Dr. Ritvo, a board certified psychiatrist, co-authored a book with Dr. Debra Luffman, a board certified dermatologist. The title of the book is ‘The Beauty Prescription’ and it describes this idea that looking good can indeed be an anti-depressant. It explains a concept called the ‘feedback loop in the environment’, also called the Beauty-Brain Loop. It shows a cycle that includes inner beauty (mental state), health, outer beauty, and environment. This loop creates a scenario where, every choice a person makes affects all aspects of beauty from a person’s skin to their emotions and relationships. In a nutshell this means that if you like the way you look outwardly it will be easier for you to like the way you look on the inside.
In more detail the authors write, “in our modern world, research shows that beautiful people earn more money, get a better break in the legal system, get more help from strangers, advance further in their careers and are generally happier.” Getting better rewards from life causes prettier people’s brains to be fueled with positive feelings and self esteem.
In the book Dr. Ritvo describes an experience that she had, after having Botox injections around her eyes. She came out of a sad movie and could not cry. She writes, “..when I couldn’t cry, I quickly stopped feeling sad….Sadness was nowhere to be found. It was as if the emotion came up, couldn’t be expressed, and so, went away.” In this instance the Botox injections actually allowed her to be happy during an experience that would have otherwise made her sad.

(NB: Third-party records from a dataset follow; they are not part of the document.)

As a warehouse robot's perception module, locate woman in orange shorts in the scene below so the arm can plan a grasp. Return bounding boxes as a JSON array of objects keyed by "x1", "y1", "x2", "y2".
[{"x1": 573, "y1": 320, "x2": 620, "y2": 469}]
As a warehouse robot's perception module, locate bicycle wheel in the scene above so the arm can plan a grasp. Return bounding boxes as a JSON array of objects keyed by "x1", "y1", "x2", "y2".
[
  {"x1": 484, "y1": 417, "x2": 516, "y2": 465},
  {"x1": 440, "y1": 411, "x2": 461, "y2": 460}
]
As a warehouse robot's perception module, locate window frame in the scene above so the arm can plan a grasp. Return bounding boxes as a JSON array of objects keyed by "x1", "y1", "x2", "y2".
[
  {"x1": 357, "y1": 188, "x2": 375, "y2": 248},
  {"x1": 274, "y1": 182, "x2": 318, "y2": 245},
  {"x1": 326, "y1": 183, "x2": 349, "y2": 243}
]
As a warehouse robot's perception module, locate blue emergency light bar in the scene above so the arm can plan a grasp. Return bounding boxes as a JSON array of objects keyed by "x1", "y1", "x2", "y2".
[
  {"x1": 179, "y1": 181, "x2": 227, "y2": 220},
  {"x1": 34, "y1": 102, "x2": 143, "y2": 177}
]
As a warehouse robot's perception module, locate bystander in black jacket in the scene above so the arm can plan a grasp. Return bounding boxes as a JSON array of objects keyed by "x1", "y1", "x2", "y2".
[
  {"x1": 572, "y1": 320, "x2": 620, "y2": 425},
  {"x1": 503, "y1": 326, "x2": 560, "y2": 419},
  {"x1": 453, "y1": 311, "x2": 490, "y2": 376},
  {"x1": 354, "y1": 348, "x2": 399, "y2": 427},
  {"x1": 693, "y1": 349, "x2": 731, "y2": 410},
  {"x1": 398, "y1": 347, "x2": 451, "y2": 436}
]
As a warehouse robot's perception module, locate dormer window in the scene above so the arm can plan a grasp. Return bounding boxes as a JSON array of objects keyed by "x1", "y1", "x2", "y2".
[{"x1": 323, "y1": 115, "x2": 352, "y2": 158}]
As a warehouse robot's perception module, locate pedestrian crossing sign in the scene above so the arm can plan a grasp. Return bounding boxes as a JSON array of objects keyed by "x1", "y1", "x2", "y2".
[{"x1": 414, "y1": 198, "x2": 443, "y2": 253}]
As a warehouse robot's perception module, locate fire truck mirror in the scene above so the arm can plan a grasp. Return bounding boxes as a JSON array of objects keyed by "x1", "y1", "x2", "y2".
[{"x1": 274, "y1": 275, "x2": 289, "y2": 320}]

These ideas follow other research that suggest that Botox can indeed make people happy. This earlier research was conducted in 2006 and the results found that people who had Botox injected into their glabellar frown lines were less depressed than they had been before. Dr. Ritvo would very much like to see these ideas studied out more. She understands that knowing the emotional benefits of cosmetic surgery will help to paint the practice into a new light. She knows that looking good is beneficial to a person’s emotional state and she now wants others to accept this fact as well.